Assessing Risk and Addressing Harms of Opioid Use
  1. Before starting and periodically during continuation of opioid therapy, clinicians should evaluate risk factors for opioid-related harms. Clinicians should incorporate into the management plan strategies to mitigate risk, including considering offering naloxone when factors that increase risk for opioid overdose, such as history of overdose, history of substance use disorder, higher opioid dosages (≥50 MME/day), or concurrent benzodiazepine use, are present.

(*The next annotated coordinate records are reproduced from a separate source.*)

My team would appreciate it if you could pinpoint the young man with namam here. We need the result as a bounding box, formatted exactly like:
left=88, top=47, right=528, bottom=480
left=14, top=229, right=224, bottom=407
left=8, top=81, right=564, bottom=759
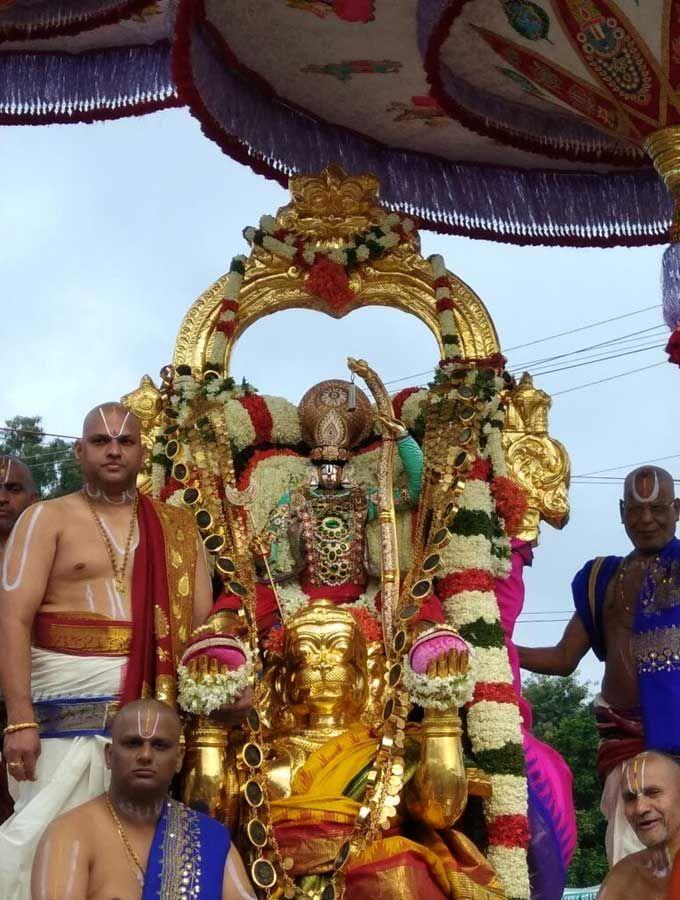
left=0, top=403, right=250, bottom=900
left=31, top=700, right=255, bottom=900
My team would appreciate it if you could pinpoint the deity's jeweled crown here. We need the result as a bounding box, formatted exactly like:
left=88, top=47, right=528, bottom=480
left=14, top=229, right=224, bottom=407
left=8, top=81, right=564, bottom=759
left=298, top=379, right=373, bottom=462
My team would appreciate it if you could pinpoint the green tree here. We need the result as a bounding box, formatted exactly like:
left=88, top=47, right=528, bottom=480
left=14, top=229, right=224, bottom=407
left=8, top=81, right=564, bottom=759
left=0, top=416, right=83, bottom=499
left=523, top=675, right=608, bottom=887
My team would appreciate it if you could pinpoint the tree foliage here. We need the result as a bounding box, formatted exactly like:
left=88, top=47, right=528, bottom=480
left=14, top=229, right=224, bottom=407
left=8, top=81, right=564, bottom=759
left=0, top=416, right=83, bottom=500
left=523, top=675, right=608, bottom=887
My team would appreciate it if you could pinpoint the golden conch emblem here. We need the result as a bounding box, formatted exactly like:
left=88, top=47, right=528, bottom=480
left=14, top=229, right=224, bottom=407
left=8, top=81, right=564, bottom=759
left=298, top=379, right=373, bottom=452
left=502, top=372, right=571, bottom=542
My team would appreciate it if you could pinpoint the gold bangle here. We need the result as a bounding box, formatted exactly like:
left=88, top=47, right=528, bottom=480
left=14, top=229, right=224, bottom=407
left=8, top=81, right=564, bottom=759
left=3, top=722, right=40, bottom=735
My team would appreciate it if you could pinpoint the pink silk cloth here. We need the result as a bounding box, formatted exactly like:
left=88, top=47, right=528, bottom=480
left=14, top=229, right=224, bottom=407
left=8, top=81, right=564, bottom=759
left=494, top=538, right=576, bottom=867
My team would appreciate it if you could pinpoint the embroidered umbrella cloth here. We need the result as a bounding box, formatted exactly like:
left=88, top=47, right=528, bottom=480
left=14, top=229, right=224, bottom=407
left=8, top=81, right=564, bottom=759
left=0, top=0, right=680, bottom=246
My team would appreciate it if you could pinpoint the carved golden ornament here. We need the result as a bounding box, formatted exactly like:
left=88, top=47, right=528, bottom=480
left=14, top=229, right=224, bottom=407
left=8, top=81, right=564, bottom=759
left=502, top=372, right=571, bottom=543
left=298, top=379, right=373, bottom=450
left=173, top=166, right=499, bottom=368
left=120, top=375, right=163, bottom=494
left=644, top=125, right=680, bottom=243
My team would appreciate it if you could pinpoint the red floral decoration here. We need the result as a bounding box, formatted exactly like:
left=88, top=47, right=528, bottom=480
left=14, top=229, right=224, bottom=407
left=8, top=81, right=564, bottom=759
left=489, top=816, right=530, bottom=848
left=437, top=569, right=493, bottom=600
left=305, top=256, right=355, bottom=310
left=491, top=475, right=528, bottom=537
left=264, top=625, right=286, bottom=655
left=465, top=456, right=491, bottom=481
left=350, top=606, right=382, bottom=643
left=470, top=681, right=519, bottom=706
left=666, top=325, right=680, bottom=366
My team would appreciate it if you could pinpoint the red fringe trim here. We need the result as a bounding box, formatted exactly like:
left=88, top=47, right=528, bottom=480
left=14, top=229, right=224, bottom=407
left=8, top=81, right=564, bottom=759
left=170, top=0, right=666, bottom=247
left=0, top=0, right=149, bottom=44
left=425, top=0, right=649, bottom=169
left=489, top=815, right=531, bottom=850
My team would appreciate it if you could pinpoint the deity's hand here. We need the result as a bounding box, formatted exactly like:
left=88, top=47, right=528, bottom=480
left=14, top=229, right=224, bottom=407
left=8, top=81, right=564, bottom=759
left=2, top=728, right=40, bottom=781
left=212, top=686, right=253, bottom=728
left=377, top=415, right=408, bottom=441
left=427, top=650, right=470, bottom=678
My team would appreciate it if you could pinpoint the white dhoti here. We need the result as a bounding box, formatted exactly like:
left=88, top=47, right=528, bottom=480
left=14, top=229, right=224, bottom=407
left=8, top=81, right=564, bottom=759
left=600, top=763, right=645, bottom=868
left=0, top=647, right=127, bottom=900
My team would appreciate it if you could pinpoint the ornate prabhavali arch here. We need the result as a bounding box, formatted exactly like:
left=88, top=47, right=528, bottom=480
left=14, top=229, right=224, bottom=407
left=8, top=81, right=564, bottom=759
left=123, top=166, right=570, bottom=541
left=123, top=166, right=573, bottom=900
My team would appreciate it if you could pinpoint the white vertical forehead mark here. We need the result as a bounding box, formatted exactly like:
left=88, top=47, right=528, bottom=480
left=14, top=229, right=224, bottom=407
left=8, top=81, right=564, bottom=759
left=98, top=406, right=130, bottom=437
left=0, top=458, right=12, bottom=484
left=631, top=469, right=660, bottom=503
left=2, top=503, right=43, bottom=591
left=137, top=709, right=161, bottom=741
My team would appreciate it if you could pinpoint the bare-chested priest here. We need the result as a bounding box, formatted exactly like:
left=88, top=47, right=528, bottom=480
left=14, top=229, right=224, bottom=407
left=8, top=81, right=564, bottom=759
left=0, top=403, right=218, bottom=900
left=0, top=456, right=38, bottom=563
left=0, top=456, right=38, bottom=825
left=518, top=466, right=680, bottom=865
left=31, top=700, right=255, bottom=900
left=598, top=752, right=680, bottom=900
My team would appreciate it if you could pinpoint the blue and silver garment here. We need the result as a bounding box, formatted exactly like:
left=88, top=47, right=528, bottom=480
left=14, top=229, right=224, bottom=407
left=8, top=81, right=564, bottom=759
left=142, top=799, right=231, bottom=900
left=572, top=538, right=680, bottom=753
left=0, top=697, right=119, bottom=738
left=633, top=538, right=680, bottom=753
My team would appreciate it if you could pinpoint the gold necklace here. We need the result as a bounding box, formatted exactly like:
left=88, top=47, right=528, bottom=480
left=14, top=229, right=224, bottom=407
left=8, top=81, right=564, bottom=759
left=104, top=791, right=146, bottom=888
left=83, top=491, right=139, bottom=597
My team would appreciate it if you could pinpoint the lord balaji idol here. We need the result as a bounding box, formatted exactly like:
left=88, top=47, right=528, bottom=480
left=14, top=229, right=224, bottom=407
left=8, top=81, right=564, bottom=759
left=124, top=166, right=569, bottom=900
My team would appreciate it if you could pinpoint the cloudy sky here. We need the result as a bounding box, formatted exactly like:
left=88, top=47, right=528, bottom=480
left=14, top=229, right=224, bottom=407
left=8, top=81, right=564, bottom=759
left=0, top=110, right=680, bottom=680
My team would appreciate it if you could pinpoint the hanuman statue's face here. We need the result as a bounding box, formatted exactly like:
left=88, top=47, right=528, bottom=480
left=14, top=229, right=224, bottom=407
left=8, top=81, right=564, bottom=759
left=318, top=463, right=344, bottom=491
left=284, top=600, right=368, bottom=718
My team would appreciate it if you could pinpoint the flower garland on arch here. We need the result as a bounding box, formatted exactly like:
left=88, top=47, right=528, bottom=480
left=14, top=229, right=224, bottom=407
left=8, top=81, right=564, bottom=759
left=243, top=213, right=415, bottom=310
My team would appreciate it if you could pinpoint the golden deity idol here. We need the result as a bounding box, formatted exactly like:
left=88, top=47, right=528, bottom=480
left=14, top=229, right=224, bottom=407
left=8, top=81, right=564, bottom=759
left=127, top=166, right=569, bottom=900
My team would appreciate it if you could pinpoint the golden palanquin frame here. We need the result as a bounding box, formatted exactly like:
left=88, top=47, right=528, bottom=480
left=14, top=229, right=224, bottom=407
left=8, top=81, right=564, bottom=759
left=123, top=165, right=569, bottom=542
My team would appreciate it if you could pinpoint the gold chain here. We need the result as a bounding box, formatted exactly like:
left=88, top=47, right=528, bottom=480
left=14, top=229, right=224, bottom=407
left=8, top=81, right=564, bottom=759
left=83, top=491, right=139, bottom=596
left=104, top=791, right=146, bottom=886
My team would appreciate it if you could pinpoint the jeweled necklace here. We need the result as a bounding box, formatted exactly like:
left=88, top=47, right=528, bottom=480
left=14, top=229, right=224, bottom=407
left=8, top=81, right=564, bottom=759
left=104, top=791, right=146, bottom=894
left=83, top=491, right=139, bottom=597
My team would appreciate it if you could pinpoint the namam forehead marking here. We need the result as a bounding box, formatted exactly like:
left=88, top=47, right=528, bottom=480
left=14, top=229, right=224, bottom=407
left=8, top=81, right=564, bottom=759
left=137, top=706, right=161, bottom=741
left=98, top=406, right=130, bottom=438
left=630, top=469, right=661, bottom=503
left=0, top=456, right=12, bottom=484
left=625, top=753, right=647, bottom=797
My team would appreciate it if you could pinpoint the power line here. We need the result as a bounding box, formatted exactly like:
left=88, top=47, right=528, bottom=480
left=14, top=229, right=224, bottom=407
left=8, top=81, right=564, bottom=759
left=511, top=325, right=666, bottom=369
left=574, top=453, right=680, bottom=478
left=384, top=303, right=665, bottom=385
left=552, top=359, right=668, bottom=397
left=505, top=303, right=659, bottom=353
left=0, top=427, right=80, bottom=441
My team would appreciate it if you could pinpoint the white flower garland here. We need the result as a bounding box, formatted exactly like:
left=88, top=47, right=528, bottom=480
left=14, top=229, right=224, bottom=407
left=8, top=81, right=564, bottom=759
left=485, top=775, right=528, bottom=819
left=403, top=656, right=475, bottom=711
left=467, top=700, right=522, bottom=750
left=443, top=591, right=500, bottom=628
left=177, top=644, right=253, bottom=716
left=487, top=844, right=531, bottom=900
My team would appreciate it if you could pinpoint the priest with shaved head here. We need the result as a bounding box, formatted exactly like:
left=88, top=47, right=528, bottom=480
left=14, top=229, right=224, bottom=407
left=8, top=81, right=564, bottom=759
left=31, top=700, right=255, bottom=900
left=0, top=403, right=219, bottom=900
left=518, top=466, right=680, bottom=865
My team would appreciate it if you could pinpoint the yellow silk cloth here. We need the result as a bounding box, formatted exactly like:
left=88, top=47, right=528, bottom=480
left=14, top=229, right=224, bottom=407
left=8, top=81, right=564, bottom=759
left=271, top=724, right=505, bottom=900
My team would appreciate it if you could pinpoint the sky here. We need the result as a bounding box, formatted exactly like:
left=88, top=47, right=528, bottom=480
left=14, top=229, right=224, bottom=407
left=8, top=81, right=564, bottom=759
left=0, top=103, right=680, bottom=682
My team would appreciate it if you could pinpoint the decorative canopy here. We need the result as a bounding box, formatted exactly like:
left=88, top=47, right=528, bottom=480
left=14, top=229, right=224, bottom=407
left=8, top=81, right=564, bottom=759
left=5, top=0, right=680, bottom=246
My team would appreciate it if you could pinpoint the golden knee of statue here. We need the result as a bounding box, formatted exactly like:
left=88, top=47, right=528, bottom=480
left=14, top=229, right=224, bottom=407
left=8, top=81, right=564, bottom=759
left=184, top=600, right=505, bottom=900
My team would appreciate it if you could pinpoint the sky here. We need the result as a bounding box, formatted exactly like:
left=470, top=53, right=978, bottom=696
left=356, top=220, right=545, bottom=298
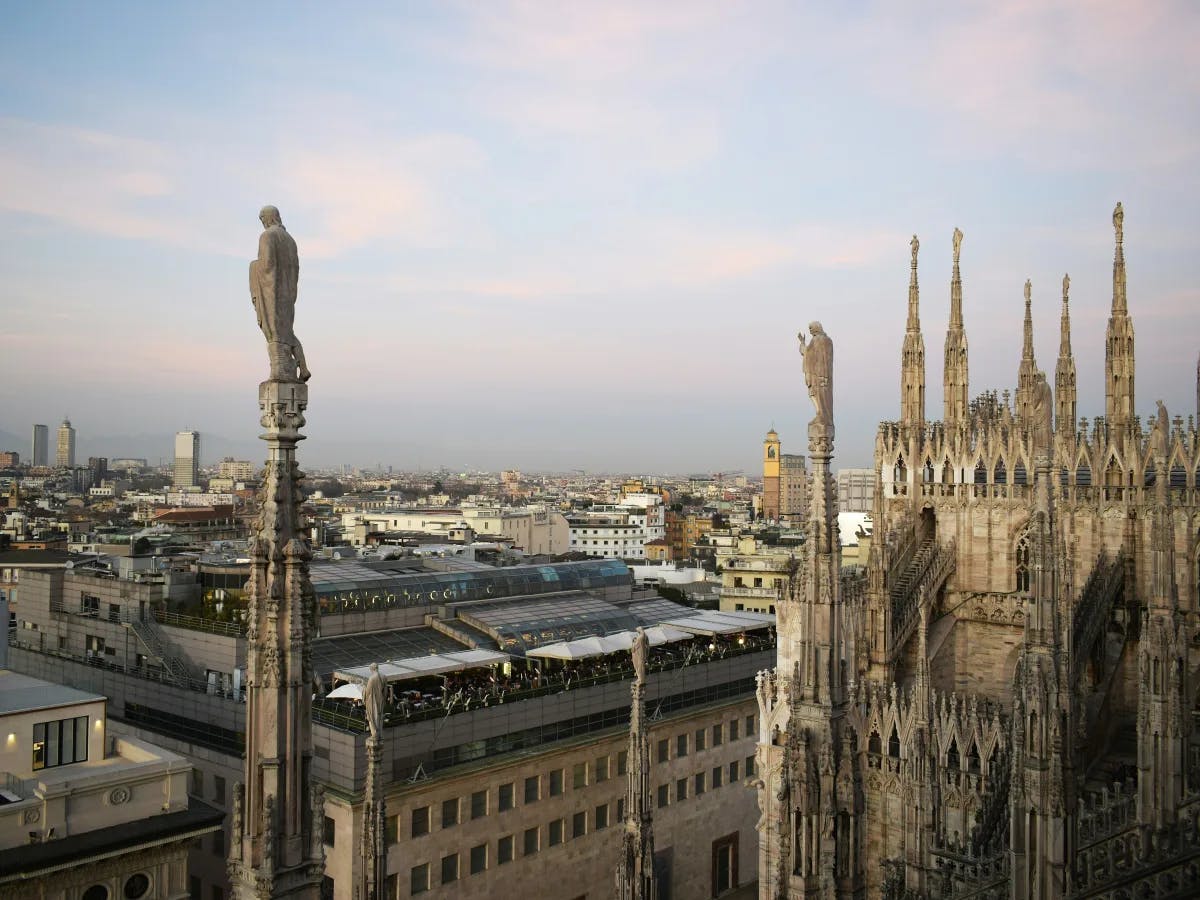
left=0, top=0, right=1200, bottom=474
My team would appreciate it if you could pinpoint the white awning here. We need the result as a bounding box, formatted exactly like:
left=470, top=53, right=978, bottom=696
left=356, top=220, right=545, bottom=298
left=334, top=649, right=509, bottom=684
left=664, top=610, right=775, bottom=635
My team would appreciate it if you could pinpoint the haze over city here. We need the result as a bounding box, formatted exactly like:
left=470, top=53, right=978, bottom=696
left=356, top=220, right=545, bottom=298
left=0, top=2, right=1200, bottom=473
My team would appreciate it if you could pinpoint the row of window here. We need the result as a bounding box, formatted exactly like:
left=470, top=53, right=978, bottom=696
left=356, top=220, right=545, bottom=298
left=658, top=756, right=755, bottom=809
left=655, top=715, right=755, bottom=762
left=403, top=756, right=755, bottom=896
left=410, top=799, right=625, bottom=896
left=403, top=750, right=628, bottom=844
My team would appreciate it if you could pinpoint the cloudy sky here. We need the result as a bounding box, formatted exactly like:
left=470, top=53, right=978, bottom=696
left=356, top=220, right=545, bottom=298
left=0, top=0, right=1200, bottom=472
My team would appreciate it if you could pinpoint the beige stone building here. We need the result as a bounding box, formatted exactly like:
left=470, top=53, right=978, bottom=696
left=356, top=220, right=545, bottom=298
left=758, top=204, right=1200, bottom=900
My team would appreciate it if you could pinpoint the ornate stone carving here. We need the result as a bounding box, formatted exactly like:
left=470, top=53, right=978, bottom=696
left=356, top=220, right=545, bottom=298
left=250, top=206, right=310, bottom=382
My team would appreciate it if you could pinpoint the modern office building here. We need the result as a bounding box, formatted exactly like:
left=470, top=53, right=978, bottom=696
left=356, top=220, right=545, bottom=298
left=29, top=425, right=50, bottom=466
left=11, top=559, right=774, bottom=898
left=172, top=431, right=200, bottom=487
left=54, top=419, right=74, bottom=469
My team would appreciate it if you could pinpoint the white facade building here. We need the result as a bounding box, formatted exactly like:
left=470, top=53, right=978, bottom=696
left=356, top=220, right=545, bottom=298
left=172, top=431, right=200, bottom=487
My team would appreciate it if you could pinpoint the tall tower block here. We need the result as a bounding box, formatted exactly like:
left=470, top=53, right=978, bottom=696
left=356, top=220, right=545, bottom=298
left=762, top=428, right=782, bottom=521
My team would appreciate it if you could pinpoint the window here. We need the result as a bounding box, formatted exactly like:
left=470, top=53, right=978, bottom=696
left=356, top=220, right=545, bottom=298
left=470, top=791, right=487, bottom=818
left=34, top=715, right=87, bottom=772
left=1016, top=528, right=1030, bottom=592
left=470, top=844, right=487, bottom=875
left=413, top=806, right=430, bottom=838
left=408, top=863, right=430, bottom=894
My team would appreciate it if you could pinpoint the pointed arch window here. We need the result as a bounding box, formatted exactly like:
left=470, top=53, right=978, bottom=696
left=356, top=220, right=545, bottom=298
left=1015, top=527, right=1032, bottom=594
left=1104, top=456, right=1121, bottom=487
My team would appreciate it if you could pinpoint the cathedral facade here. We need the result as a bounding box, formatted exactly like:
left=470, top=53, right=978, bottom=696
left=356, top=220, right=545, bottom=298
left=757, top=204, right=1200, bottom=900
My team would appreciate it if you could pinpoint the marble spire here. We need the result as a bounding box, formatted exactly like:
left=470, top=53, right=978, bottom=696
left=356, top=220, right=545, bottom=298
left=228, top=206, right=325, bottom=900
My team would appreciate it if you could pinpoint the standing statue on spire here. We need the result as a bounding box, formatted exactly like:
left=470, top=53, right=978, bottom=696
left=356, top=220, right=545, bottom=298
left=797, top=324, right=835, bottom=425
left=250, top=206, right=310, bottom=382
left=362, top=662, right=384, bottom=740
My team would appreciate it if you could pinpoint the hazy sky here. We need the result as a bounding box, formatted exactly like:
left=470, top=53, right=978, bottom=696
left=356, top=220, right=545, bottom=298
left=0, top=0, right=1200, bottom=472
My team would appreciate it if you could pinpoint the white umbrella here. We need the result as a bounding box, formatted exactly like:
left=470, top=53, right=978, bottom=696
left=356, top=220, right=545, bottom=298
left=325, top=682, right=362, bottom=700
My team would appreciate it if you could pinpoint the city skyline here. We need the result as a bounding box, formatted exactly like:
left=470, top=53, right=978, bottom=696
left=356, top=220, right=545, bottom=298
left=0, top=4, right=1200, bottom=474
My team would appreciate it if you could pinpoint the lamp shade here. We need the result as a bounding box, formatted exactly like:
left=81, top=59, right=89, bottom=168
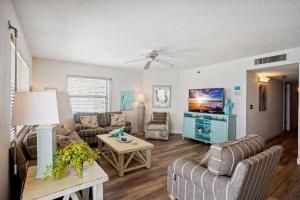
left=137, top=94, right=145, bottom=103
left=12, top=91, right=72, bottom=126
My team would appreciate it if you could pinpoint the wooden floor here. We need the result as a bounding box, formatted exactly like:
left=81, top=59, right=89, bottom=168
left=100, top=134, right=300, bottom=200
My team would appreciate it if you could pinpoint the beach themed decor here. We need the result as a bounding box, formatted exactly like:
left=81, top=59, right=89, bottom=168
left=152, top=85, right=171, bottom=108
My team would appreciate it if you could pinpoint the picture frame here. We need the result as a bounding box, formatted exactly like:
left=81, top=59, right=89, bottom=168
left=152, top=85, right=171, bottom=108
left=120, top=90, right=134, bottom=111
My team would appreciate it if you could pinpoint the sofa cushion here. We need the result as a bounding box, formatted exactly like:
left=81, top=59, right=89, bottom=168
left=75, top=123, right=87, bottom=132
left=147, top=124, right=167, bottom=131
left=78, top=127, right=109, bottom=137
left=56, top=125, right=71, bottom=136
left=98, top=112, right=111, bottom=127
left=110, top=113, right=126, bottom=126
left=80, top=116, right=98, bottom=128
left=208, top=135, right=265, bottom=176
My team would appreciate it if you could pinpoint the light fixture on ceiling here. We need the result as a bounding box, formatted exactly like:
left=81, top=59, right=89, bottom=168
left=258, top=76, right=270, bottom=83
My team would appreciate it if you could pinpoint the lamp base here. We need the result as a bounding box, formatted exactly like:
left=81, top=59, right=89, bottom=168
left=137, top=103, right=145, bottom=135
left=35, top=125, right=56, bottom=179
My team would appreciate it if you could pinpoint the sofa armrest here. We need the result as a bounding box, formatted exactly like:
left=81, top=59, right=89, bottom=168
left=75, top=123, right=87, bottom=132
left=168, top=158, right=208, bottom=185
left=168, top=158, right=230, bottom=186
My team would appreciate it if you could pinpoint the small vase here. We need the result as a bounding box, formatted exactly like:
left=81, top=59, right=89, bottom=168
left=68, top=162, right=89, bottom=176
left=68, top=166, right=78, bottom=176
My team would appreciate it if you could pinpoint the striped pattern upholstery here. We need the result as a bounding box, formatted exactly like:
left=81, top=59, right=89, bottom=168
left=167, top=146, right=283, bottom=200
left=144, top=112, right=170, bottom=140
left=232, top=146, right=283, bottom=200
left=208, top=135, right=265, bottom=176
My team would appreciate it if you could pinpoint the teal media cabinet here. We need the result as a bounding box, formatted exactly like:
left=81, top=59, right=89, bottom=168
left=182, top=112, right=236, bottom=143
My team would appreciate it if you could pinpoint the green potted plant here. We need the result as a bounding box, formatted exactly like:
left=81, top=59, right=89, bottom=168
left=44, top=144, right=99, bottom=180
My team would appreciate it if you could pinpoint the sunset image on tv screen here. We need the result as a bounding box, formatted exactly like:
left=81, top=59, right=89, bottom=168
left=189, top=88, right=224, bottom=112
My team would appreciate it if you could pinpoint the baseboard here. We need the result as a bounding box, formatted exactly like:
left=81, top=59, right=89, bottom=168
left=170, top=130, right=182, bottom=135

  2. Clinicians should review the patient’s history of controlled substance prescriptions using state prescription drug monitoring program (PDMP) data to determine whether the patient is receiving opioid dosages or dangerous combinations that put him or her at high risk for overdose. Clinicians should review PDMP data when starting opioid therapy for chronic pain and periodically during opioid therapy for chronic pain, ranging from every prescription to every 3 months.
  3. When prescribing opioids for chronic pain, clinicians should use urine drug testing before starting opioid therapy and consider urine drug testing at least annually to assess for prescribed medications as well as other controlled prescription drugs and illicit drugs.
  4. Clinicians should avoid prescribing opioid pain medication and benzodiazepines concurrently whenever possible.
  5. Clinicians should offer or arrange evidence-based treatment (usually medication-assisted treatment with buprenorphine or methadone in combination with behavioral therapies) for patients with opioid use disorder.